Disabled Parking Placards Helping the Able-Bodied Avoid Fees, Walking
About 10 percent of California's population is registered to carry a disabled parking placard, which enables them to park for free, forever, in designated spots. In a state where driving between rooms in your foreclosed house is standard, these placard thingies have become hot items, as you might imagine!
Officials with the California Department of Motor Vehicles tell the L.A. Times that one-third of the cars parked on California streets at any given time are doing so illegally, which is why they're boosting enforcement. The placards, which you get from a doctor, nurse, optometrist, or other kind of medical person, are intended to help people with "missing or paralyzed extremities, impaired vision or heart, circulatory or lung disease" find convenient places to park while they visit said medical persons or "run errands." But now everyone from perfectly sighted yoga teachers with all their extremities intact to Lasiked rich people with their extremities also intact (or enhanced with plastics) are using the cards.

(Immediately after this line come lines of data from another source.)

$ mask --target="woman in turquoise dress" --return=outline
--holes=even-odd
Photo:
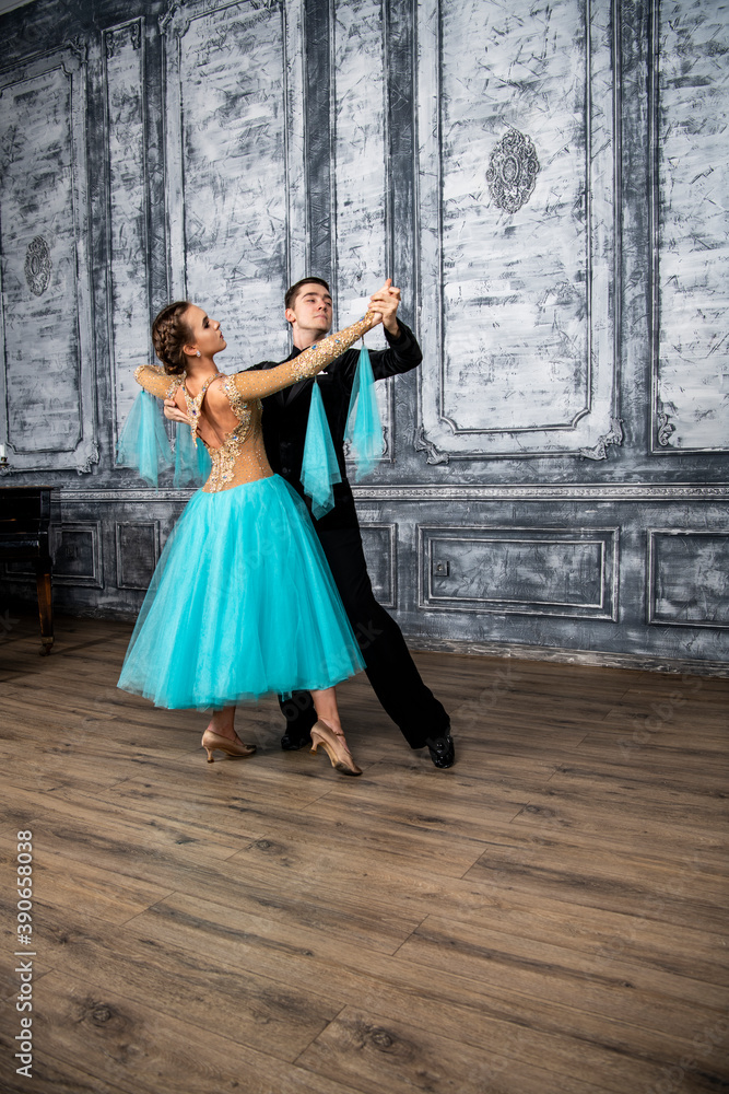
[[[161,419],[150,417],[151,395],[173,398],[187,415],[193,459],[202,466],[201,441],[211,468],[165,545],[118,686],[157,707],[212,709],[202,735],[209,763],[215,749],[231,757],[256,750],[235,732],[238,703],[308,690],[318,717],[313,752],[321,745],[338,770],[361,773],[334,685],[364,663],[306,507],[269,465],[260,399],[314,376],[379,322],[368,312],[293,361],[224,375],[214,358],[226,342],[203,309],[180,301],[154,321],[163,368],[134,373],[149,394],[128,419],[118,463],[149,466],[165,442]]]

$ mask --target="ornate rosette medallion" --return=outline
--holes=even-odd
[[[25,253],[25,280],[32,293],[42,296],[50,281],[50,251],[42,235],[36,235],[28,243]]]
[[[494,205],[504,212],[518,212],[533,193],[539,170],[533,142],[518,129],[509,129],[491,153],[486,172]]]

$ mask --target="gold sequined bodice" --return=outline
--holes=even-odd
[[[234,376],[223,377],[223,388],[239,424],[225,434],[225,440],[219,446],[208,444],[200,438],[213,462],[210,477],[202,488],[205,493],[231,490],[234,486],[273,474],[263,445],[261,400],[244,399],[235,386]]]
[[[223,373],[208,376],[197,396],[191,396],[185,387],[184,377],[171,376],[155,365],[140,365],[134,377],[142,387],[157,398],[176,398],[178,392],[187,404],[190,428],[195,443],[202,443],[210,453],[212,470],[203,486],[205,493],[217,493],[220,490],[231,490],[244,482],[268,478],[273,474],[266,455],[261,416],[263,408],[261,399],[274,392],[295,384],[299,380],[316,375],[321,369],[336,361],[349,347],[361,338],[374,325],[374,315],[368,312],[358,323],[344,330],[316,342],[309,349],[299,353],[293,361],[285,361],[269,370],[250,370],[237,372],[227,376]],[[213,384],[220,383],[225,393],[230,409],[238,424],[223,432],[220,445],[210,444],[200,435],[201,421],[204,423],[204,399]],[[213,422],[214,424],[214,422]],[[220,434],[219,429],[213,432]]]

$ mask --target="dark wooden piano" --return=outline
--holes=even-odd
[[[30,559],[33,562],[38,586],[42,654],[50,653],[54,644],[48,546],[50,490],[49,486],[0,488],[0,560]]]

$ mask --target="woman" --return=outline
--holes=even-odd
[[[260,399],[315,375],[380,321],[367,312],[293,361],[234,375],[217,371],[226,342],[203,309],[179,301],[154,321],[163,368],[141,365],[134,376],[156,398],[174,398],[212,470],[165,545],[118,686],[158,707],[212,708],[208,763],[215,749],[255,753],[234,729],[239,701],[309,690],[318,718],[311,750],[321,745],[339,771],[362,773],[333,685],[364,663],[306,507],[269,465]]]

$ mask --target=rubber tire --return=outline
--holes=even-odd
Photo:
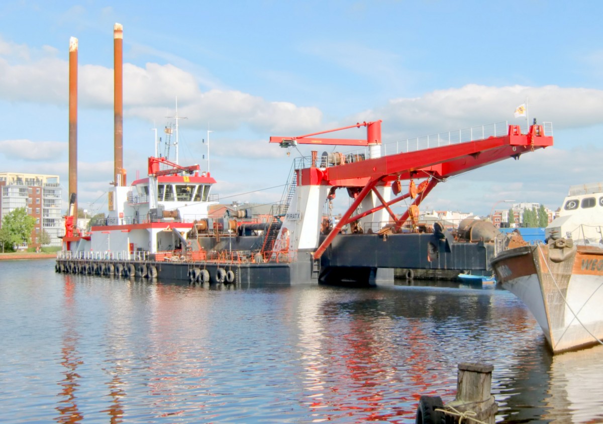
[[[128,264],[124,267],[124,275],[126,277],[134,277],[136,274],[136,268],[132,264]]]
[[[446,414],[436,409],[444,407],[440,396],[421,396],[417,408],[415,424],[444,424]]]
[[[201,283],[209,282],[209,271],[207,270],[201,270],[199,274],[199,281]]]
[[[414,271],[412,270],[406,270],[406,279],[412,280],[414,278]]]
[[[149,278],[157,278],[157,268],[151,265],[147,268],[147,276]]]
[[[136,276],[137,277],[140,277],[141,278],[144,278],[145,277],[147,276],[147,265],[142,265],[141,264],[140,265],[139,265],[137,267],[136,267]]]
[[[223,283],[226,279],[226,271],[223,268],[218,268],[216,270],[216,282]]]

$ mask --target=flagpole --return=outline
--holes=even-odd
[[[528,132],[529,132],[529,115],[528,114],[528,96],[526,96],[526,121],[528,122]]]

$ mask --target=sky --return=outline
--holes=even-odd
[[[4,0],[0,172],[59,176],[66,212],[75,37],[78,203],[106,212],[119,23],[128,182],[146,176],[153,128],[165,141],[177,102],[180,163],[209,166],[221,203],[266,203],[310,150],[288,156],[271,136],[376,119],[384,143],[500,121],[525,127],[513,112],[527,100],[531,122],[552,123],[554,145],[450,178],[421,209],[487,215],[513,200],[554,210],[570,185],[603,181],[602,16],[603,2],[579,0]],[[365,137],[353,131],[337,136]]]

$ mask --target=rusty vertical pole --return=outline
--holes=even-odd
[[[77,219],[77,39],[69,39],[69,197],[75,194],[73,216]]]
[[[122,45],[124,29],[121,24],[113,27],[113,107],[115,135],[113,139],[114,182],[116,186],[124,186],[126,182],[122,171],[124,166],[124,104]]]

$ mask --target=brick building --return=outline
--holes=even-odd
[[[27,214],[36,219],[32,245],[40,245],[40,235],[45,231],[51,239],[48,245],[60,246],[58,236],[65,233],[61,196],[58,176],[0,172],[0,226],[7,214],[25,207]]]

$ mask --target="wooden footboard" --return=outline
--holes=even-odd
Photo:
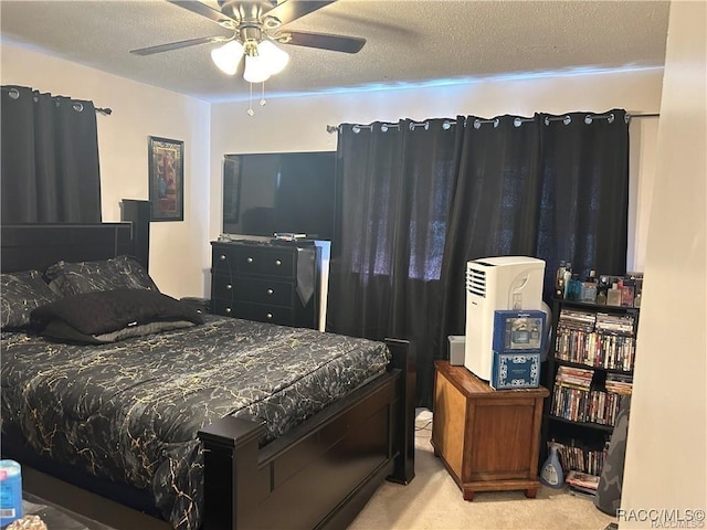
[[[386,478],[414,477],[415,370],[388,340],[384,377],[258,451],[263,427],[228,416],[199,433],[203,530],[346,528]]]

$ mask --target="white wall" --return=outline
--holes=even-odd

Why not just park somewhere legal? Two reasons: walking is boring/sucks/is hard, and increasing parking fees, which can run up to $4 an hour. A placard, which are apparently easy to get, can help that frugal, busy parker on the go pursue their important activities/teach their classes/do the Lord's bodywork. The only negative consequence seems to be that cities lose millions in revenue. Oh, and actually-disabled people miss out on what they're entitled to, and have to spend extra time looking for spots. That doesn't seem quite right, either.